One of the problems we have seen with the web security company SiteLock is that they label all sorts of things as being malware, making it hard for anyone else to determine what they might be referring to and therefore if the claim is valid. Sometimes their claims seem absurd, like the time they claimed a link to a non-existent domain name in a comment on a blog post was “critical” severity malware.
That type of issue could be an indication that their tools are overly sensitive or that they produce poor results. Something we just helped someone deal with reiterates what we have seen in the past,which is that it looks like the issue is the later.
We were contacted by someone for whom their website was being reported by the Chrome web browser as being dangerous and SiteLock’s SMART (Secure Malware Automatic Removal Tool) Scan had been unable to fix the issue for them. They were looking for quote from us to clean up the website.
When visiting the website in the Chrome web browser the following warning was being shown:
We have blacked out the domain listed, but the domain was the most important thing in the message because it wasn’t the domain of the website we were contacted about. Instead Google was warning about content from another website that was being served on this website, which is referred to as a cross-site warning.
In looking at the homepage’s content we found that the only content being loaded from that domain name was an image. When that image was removed the warning also went away.

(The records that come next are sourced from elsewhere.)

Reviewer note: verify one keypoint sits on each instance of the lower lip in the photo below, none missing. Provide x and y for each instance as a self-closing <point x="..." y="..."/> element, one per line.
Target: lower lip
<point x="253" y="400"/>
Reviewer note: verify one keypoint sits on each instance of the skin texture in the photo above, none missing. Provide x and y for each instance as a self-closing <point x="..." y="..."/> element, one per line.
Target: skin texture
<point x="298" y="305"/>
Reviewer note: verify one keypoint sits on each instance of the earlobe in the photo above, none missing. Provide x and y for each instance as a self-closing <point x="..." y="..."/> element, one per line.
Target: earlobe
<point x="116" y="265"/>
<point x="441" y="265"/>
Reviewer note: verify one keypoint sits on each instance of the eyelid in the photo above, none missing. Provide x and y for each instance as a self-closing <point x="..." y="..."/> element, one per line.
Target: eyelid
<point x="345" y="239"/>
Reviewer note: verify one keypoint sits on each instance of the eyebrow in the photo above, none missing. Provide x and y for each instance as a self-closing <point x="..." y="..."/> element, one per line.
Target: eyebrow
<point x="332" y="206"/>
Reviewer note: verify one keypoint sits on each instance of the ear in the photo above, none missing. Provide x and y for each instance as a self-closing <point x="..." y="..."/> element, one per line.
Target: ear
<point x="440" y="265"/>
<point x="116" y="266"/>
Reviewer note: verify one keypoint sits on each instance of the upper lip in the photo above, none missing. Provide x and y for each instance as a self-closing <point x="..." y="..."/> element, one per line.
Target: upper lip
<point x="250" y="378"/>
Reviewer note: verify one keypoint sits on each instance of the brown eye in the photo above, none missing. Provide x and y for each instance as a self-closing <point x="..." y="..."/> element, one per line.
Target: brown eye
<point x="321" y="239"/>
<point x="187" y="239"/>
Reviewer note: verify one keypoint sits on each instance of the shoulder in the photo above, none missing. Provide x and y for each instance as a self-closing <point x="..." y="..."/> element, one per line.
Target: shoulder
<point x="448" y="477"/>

That was easy for us to spot, but it was something that SiteLock’s tool wasn’t able to detect, while at the same time the tool flagged other things it seems like it shouldn’t.
This situation also shows why it is a good idea to come to us if you think you have a hacked website, because the first thing we do is to make sure the website is actually hacked and then we provide a free consultation on how best to deal with the issue. In this case that meant it didn’t cost this person anything more than whatever they had already paid SiteLock, to get this resolved. As once we saw what the issue was, we could tell them they simply needed to remove the image being loaded from that other website to resolve this.